Ecosystem Characterization in the US North East Coast using Big Data and Machine Learning

Lead Pi: Themistoklis Sapsis · 02/2021 - 01/2023

Project number: 2021-R/RRHC-003

Objectives: Our overall goal is to develop a regional OA model, similar to the regional aragonite models for the US West Coast but with uncertainty quantification that can be used for efficient (re)-allocation of the measurement stations in future operation planning. More specifically our objectives are:
Objective 1: 3D Monitoring & Forecasting of Temperature and Salinity Maps.
Objective 2: 3D Monitoring and Forecasting of DIC, Aragonite and pH.
Objective 3: Diverse, Easily-Accessible Web-Based Databases and Tools.

Methodology: Our machine learning methodology is based on a flexible Bayesian network and a philosophy that leaves no data behind, including opportunistic measurements and drifter data in addition to satellite data as well as data from MWRA stations and buoys. Our approach is informed by physics and is leveraged by new machine learning techniques. The key idea here is to identify and exploit systematically through the multiple and diverse spatio-temporal measurements all existing (in general nonlinear) correlations between state-variables, and obtain implicitly their functional relationships in a multi-dimensional space while at the same time quantify the uncertainty of the data-based predictions.

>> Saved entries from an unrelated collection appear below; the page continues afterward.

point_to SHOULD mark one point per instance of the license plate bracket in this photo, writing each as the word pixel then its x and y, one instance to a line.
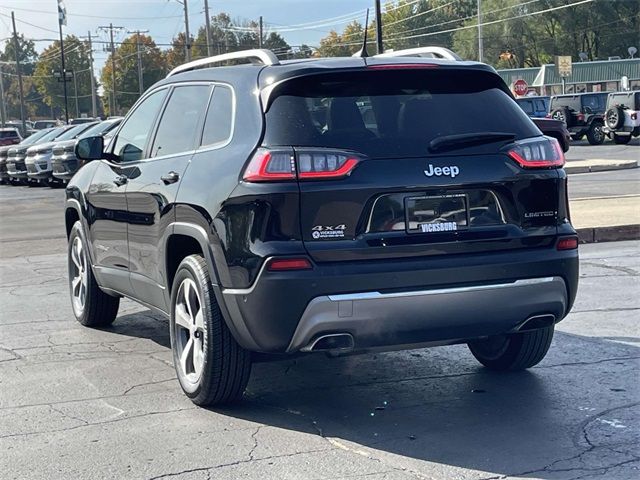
pixel 436 213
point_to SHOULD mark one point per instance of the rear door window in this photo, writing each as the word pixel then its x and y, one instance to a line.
pixel 180 124
pixel 390 113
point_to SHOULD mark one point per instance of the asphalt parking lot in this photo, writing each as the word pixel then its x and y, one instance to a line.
pixel 82 403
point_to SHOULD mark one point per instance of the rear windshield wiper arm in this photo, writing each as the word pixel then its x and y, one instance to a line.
pixel 451 142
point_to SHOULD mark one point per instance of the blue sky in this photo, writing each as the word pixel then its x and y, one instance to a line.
pixel 164 18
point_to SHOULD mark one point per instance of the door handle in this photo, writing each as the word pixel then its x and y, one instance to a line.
pixel 120 180
pixel 171 177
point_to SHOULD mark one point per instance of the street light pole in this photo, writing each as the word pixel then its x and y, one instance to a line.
pixel 207 24
pixel 378 28
pixel 3 113
pixel 187 39
pixel 17 52
pixel 94 103
pixel 139 54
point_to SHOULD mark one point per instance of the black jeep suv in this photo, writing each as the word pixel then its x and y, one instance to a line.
pixel 337 205
pixel 583 113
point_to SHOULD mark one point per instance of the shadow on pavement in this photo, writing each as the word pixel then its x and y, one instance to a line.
pixel 436 405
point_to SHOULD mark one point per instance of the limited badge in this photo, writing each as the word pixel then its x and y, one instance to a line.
pixel 328 231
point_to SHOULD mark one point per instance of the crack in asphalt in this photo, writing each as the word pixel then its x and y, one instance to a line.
pixel 627 270
pixel 239 462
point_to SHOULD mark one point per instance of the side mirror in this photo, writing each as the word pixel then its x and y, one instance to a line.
pixel 90 148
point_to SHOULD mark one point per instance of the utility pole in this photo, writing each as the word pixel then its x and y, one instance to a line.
pixel 378 28
pixel 207 24
pixel 94 103
pixel 187 39
pixel 62 20
pixel 480 45
pixel 75 91
pixel 3 112
pixel 17 51
pixel 139 53
pixel 113 65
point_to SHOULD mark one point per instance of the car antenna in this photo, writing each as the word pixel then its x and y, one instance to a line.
pixel 362 53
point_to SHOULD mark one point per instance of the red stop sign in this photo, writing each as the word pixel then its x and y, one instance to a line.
pixel 520 87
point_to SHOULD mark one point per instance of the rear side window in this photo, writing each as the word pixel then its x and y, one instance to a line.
pixel 133 135
pixel 179 126
pixel 219 121
pixel 391 113
pixel 527 106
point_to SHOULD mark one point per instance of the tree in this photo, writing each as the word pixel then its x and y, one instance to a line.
pixel 28 57
pixel 154 68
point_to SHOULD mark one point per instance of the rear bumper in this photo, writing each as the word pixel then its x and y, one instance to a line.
pixel 375 319
pixel 390 303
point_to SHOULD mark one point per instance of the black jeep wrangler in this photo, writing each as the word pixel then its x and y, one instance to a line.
pixel 583 113
pixel 622 120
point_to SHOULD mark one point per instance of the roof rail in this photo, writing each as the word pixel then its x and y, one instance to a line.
pixel 427 52
pixel 256 56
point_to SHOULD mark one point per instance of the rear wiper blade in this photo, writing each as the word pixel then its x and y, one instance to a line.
pixel 450 142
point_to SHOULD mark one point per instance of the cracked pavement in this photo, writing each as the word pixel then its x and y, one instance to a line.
pixel 77 403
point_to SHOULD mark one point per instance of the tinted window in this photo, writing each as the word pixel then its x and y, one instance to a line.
pixel 391 113
pixel 527 106
pixel 217 126
pixel 133 135
pixel 178 129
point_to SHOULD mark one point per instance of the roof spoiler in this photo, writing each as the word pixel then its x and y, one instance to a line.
pixel 424 52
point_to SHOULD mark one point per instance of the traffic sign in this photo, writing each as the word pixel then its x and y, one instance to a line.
pixel 520 87
pixel 564 65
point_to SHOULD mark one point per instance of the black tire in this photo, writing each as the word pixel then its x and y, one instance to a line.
pixel 564 115
pixel 98 309
pixel 621 139
pixel 224 366
pixel 513 352
pixel 614 118
pixel 595 134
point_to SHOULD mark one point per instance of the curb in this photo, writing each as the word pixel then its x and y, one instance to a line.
pixel 571 169
pixel 609 234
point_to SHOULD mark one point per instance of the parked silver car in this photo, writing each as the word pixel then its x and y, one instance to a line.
pixel 15 162
pixel 64 161
pixel 38 161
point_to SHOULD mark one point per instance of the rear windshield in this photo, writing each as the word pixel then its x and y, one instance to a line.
pixel 629 100
pixel 391 113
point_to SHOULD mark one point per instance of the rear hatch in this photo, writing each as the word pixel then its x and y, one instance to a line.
pixel 411 161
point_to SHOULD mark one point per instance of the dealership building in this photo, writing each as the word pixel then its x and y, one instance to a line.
pixel 597 76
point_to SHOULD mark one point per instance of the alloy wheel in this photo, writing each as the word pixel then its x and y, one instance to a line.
pixel 189 331
pixel 79 276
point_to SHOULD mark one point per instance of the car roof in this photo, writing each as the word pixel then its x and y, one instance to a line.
pixel 292 68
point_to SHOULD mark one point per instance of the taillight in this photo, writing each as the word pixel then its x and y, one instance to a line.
pixel 284 264
pixel 319 163
pixel 303 164
pixel 540 152
pixel 567 243
pixel 271 165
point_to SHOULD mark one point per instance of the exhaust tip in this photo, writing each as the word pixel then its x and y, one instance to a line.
pixel 538 321
pixel 339 342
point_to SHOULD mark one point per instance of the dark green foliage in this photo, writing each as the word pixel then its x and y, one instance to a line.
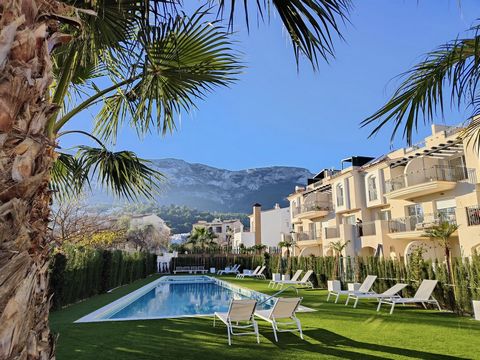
pixel 79 273
pixel 181 218
pixel 456 297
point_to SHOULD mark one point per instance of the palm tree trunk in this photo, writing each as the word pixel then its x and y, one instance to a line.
pixel 449 265
pixel 26 156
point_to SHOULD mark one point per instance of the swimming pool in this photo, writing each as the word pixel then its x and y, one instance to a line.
pixel 177 296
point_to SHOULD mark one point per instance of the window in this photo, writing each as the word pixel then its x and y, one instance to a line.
pixel 372 188
pixel 458 171
pixel 340 194
pixel 415 216
pixel 350 219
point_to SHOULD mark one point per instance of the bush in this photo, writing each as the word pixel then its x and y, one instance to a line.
pixel 456 297
pixel 79 272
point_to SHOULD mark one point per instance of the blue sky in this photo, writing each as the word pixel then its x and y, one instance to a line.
pixel 275 115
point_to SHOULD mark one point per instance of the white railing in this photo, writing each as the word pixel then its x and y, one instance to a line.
pixel 419 222
pixel 473 215
pixel 434 173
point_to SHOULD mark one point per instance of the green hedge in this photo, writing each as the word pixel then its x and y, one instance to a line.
pixel 456 296
pixel 79 273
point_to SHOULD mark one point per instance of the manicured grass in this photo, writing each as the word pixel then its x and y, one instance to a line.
pixel 333 331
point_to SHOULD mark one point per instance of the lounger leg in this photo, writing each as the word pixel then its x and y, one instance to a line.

Rationale: Relying only on a single source of data is insufficient for building monitoring and forecast models in our region due to cost associated with measurements. High-fidelity physics-based modeling alone also, especially for non-conservative variables such dissolved inorganic carbon, pH, pCO2 that are governed by complex transport/chemical/biological processes, will continue to remain elusive for the foreseeable future. We propose to develop a regional OA model that utilizes all the available sources of data, including historical data, and leverages physical laws, possibly in simplified form.